Why Disqus?

Some of you noticed that the blog has started using Disqus to manage our comments a few months ago and have written to ask why. Good question!

There is no one particular reason. I did it more to test things out and installed it on several blogs. Some blogs, it went through without any problem, but this one for reasons not made known to me the import didn’t go through in the beginning and I had to get support to work on it. They were reasonably speedy on the case so that was good.

Once imported, comments would appear both on Disqus and also saved in WordPress database. That way, if you ever turn it off, you won’t lose your comments. The comments area now loads a Disqus page in a frame.

What I like about Disqus as a blog manager.

  • Reply by email LOVE this. If I have to choose one reason for staying with Disqus, this is it.
  • Social network trackback. I got tired of making tweetback plugins work.

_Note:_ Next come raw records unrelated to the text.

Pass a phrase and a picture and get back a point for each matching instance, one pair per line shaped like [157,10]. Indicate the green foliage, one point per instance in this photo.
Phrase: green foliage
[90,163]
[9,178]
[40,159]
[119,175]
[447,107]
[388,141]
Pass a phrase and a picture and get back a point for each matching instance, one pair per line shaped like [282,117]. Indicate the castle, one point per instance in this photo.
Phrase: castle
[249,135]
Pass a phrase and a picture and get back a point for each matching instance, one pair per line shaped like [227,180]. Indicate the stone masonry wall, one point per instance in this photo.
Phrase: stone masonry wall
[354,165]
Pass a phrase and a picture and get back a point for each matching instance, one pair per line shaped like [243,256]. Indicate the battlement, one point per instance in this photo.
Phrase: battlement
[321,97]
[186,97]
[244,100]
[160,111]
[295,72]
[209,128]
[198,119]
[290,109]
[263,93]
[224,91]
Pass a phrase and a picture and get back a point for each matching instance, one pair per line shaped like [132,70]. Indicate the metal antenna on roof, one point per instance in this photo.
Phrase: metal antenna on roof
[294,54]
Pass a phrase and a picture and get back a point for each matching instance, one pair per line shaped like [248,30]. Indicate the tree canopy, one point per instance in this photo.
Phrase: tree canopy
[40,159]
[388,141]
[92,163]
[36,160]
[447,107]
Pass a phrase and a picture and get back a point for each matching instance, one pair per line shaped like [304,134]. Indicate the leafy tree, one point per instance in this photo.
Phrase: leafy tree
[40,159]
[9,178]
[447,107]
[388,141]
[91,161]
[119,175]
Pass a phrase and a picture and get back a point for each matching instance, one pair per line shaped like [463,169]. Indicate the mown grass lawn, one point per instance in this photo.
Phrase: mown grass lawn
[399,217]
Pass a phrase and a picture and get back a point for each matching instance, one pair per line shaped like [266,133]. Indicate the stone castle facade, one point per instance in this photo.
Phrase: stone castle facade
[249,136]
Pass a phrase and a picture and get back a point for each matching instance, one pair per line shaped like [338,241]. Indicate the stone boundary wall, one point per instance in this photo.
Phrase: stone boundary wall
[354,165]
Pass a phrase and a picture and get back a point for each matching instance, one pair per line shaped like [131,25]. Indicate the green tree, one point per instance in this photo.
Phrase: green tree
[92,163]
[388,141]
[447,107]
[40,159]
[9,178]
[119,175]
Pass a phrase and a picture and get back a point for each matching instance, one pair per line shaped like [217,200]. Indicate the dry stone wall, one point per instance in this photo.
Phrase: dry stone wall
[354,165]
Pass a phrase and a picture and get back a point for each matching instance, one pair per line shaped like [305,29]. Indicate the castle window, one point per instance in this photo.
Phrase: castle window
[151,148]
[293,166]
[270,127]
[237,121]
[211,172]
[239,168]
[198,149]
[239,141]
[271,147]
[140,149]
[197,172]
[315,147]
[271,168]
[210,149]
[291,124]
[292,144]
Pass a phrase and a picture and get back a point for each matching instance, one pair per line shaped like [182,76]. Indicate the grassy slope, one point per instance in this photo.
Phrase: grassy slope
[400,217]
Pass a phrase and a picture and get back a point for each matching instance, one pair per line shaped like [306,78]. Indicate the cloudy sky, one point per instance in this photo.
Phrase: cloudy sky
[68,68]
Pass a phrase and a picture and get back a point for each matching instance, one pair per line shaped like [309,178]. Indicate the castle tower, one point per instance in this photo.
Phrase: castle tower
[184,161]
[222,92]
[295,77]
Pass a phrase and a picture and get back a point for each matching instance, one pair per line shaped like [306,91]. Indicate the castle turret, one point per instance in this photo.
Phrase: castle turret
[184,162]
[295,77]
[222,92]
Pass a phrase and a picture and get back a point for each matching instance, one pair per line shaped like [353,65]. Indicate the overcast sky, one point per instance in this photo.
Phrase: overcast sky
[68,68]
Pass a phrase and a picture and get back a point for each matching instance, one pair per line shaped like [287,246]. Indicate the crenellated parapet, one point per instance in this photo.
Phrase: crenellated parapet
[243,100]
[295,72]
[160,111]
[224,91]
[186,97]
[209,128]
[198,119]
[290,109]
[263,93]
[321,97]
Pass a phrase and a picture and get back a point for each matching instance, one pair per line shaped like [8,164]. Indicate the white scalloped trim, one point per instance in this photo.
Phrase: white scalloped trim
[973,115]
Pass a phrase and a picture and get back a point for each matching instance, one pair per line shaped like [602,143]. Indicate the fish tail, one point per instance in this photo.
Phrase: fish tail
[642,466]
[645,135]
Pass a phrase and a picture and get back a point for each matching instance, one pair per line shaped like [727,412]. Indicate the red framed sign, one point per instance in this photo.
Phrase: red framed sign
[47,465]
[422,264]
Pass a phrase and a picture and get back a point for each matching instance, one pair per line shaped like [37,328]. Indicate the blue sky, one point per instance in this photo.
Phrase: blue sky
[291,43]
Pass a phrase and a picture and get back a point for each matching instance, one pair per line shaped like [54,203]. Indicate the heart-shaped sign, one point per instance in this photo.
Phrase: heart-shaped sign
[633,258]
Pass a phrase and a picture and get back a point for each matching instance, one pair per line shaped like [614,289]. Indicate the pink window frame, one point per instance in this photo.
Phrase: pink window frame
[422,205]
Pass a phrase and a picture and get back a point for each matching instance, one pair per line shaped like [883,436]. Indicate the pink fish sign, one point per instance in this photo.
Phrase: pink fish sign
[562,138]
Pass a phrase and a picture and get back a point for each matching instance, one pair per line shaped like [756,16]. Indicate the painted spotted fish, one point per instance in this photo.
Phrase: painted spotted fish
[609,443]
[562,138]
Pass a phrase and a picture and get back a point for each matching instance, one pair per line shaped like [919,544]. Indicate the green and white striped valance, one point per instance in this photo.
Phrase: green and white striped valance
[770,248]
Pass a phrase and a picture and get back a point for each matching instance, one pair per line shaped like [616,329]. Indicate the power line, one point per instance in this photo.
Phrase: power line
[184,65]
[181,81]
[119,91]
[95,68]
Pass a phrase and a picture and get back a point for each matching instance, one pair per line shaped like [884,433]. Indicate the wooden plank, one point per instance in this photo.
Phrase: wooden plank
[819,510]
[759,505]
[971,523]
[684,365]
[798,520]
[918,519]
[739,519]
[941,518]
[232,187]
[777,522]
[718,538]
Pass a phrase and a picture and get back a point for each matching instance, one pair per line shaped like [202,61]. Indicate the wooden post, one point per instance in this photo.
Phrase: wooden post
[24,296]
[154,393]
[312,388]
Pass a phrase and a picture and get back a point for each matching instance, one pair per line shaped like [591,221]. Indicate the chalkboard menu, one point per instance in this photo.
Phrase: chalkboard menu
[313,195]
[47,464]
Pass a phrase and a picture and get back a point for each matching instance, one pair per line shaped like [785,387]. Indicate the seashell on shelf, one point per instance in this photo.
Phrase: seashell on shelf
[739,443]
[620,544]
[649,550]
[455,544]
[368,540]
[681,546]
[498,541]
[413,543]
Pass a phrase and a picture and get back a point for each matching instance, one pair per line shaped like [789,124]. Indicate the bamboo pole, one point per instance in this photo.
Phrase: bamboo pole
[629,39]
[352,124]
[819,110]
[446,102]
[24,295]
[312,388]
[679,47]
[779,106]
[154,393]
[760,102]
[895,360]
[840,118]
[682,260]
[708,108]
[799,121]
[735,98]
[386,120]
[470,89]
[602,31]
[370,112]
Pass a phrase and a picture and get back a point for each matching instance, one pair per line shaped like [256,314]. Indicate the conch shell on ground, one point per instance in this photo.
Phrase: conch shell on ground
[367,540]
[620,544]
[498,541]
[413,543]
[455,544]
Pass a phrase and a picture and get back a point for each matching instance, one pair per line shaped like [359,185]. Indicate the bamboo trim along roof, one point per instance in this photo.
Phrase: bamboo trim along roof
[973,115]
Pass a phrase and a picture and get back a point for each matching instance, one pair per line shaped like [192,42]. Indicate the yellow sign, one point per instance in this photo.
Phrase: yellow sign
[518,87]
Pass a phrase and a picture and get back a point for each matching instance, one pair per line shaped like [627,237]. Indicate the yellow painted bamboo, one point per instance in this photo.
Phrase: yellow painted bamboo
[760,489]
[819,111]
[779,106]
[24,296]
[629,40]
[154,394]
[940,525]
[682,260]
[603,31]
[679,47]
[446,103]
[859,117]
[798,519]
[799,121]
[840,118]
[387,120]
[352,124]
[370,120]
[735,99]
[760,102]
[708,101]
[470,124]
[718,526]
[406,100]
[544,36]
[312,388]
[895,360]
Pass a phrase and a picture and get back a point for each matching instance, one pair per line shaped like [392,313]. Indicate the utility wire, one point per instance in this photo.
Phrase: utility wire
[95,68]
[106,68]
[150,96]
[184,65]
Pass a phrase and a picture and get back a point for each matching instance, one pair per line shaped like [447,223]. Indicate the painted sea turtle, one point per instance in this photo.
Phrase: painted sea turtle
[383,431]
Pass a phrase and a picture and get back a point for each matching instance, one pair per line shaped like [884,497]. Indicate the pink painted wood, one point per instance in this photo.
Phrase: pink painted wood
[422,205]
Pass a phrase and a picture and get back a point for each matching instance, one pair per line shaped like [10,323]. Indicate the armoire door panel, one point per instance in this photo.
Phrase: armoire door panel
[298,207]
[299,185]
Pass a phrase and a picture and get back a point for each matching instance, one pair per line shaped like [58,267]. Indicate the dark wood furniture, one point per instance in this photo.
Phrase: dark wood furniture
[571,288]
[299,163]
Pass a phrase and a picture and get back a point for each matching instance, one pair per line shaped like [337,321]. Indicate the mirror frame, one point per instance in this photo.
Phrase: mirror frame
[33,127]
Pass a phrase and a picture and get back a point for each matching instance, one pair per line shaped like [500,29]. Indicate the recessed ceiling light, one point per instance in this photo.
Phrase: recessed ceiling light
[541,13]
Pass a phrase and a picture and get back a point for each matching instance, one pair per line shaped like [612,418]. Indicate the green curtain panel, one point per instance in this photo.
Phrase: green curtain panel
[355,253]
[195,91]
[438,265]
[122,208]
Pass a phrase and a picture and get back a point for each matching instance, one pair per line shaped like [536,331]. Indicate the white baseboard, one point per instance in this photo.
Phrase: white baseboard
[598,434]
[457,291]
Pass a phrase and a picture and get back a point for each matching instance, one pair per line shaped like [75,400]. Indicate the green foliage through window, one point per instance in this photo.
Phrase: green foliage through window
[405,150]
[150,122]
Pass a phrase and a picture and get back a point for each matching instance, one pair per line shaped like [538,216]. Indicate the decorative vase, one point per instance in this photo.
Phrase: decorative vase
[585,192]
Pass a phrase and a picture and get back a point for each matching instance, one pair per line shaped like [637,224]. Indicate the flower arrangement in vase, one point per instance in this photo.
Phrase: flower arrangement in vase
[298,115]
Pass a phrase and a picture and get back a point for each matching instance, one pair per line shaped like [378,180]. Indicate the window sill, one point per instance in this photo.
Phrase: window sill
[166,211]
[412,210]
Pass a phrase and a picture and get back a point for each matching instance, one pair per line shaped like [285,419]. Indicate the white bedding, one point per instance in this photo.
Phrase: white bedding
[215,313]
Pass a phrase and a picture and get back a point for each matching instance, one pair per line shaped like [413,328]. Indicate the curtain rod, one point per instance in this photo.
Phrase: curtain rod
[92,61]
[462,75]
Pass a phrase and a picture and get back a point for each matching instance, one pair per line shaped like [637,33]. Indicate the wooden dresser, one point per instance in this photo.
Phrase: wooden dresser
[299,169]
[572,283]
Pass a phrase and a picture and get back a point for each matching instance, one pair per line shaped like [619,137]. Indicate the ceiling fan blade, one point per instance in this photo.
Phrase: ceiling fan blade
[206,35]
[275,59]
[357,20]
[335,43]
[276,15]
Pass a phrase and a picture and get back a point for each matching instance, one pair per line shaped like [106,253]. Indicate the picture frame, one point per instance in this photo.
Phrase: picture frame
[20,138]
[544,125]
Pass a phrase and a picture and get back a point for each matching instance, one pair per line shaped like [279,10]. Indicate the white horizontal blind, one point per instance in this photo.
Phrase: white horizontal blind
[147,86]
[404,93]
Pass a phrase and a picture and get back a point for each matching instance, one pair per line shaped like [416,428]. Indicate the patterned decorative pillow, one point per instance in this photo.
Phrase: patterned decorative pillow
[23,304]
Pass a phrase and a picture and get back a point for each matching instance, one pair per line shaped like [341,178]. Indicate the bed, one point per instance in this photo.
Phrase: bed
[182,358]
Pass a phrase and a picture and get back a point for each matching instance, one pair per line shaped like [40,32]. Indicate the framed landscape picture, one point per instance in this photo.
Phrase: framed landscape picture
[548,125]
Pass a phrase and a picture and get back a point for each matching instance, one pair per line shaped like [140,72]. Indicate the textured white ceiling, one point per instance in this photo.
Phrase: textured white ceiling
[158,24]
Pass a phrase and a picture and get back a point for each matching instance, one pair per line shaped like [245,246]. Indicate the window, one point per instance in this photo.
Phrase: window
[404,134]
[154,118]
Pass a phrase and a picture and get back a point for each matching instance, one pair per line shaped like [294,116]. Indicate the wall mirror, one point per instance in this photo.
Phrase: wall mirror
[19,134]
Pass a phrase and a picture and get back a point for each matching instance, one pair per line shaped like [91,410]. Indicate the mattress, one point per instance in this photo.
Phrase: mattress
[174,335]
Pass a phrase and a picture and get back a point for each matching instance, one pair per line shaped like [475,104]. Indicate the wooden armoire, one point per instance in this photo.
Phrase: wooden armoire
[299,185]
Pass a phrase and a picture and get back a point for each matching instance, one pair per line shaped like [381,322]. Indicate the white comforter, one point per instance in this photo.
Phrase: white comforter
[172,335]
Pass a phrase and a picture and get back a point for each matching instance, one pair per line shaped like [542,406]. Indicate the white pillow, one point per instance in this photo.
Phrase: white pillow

I appreciate the hard work put in by devs of such plugins unfortunately none I tried performed reliably. Since all this is handled by Disqus, I have one less plugin installed and one less issue to stress over.
  • Managing multiple sites’ comments from one interface. That’s always nice. I wish I could do both. Write and manage comments from one interface. Yeah I know you can use things like ScribeFire to write, but I am too much in love with WordPress’ new image cropping feature. Besides, managing blogs from one place is always good. That’s why I am seriously debating switching my blogs to WPMU. Not all sites (yet), but perhaps the smaller more content focused blogs.

So far all seems good. I have noticed some quirks here and there. Once the comment came in really late but it showed up inside the WP database and this week, I noticed one comment not on Disqus at all yet is in my WP database too. Maybe it was triggered by their upgrades a few days ago. Not sure. 99% of the time the comments come through without a hitch.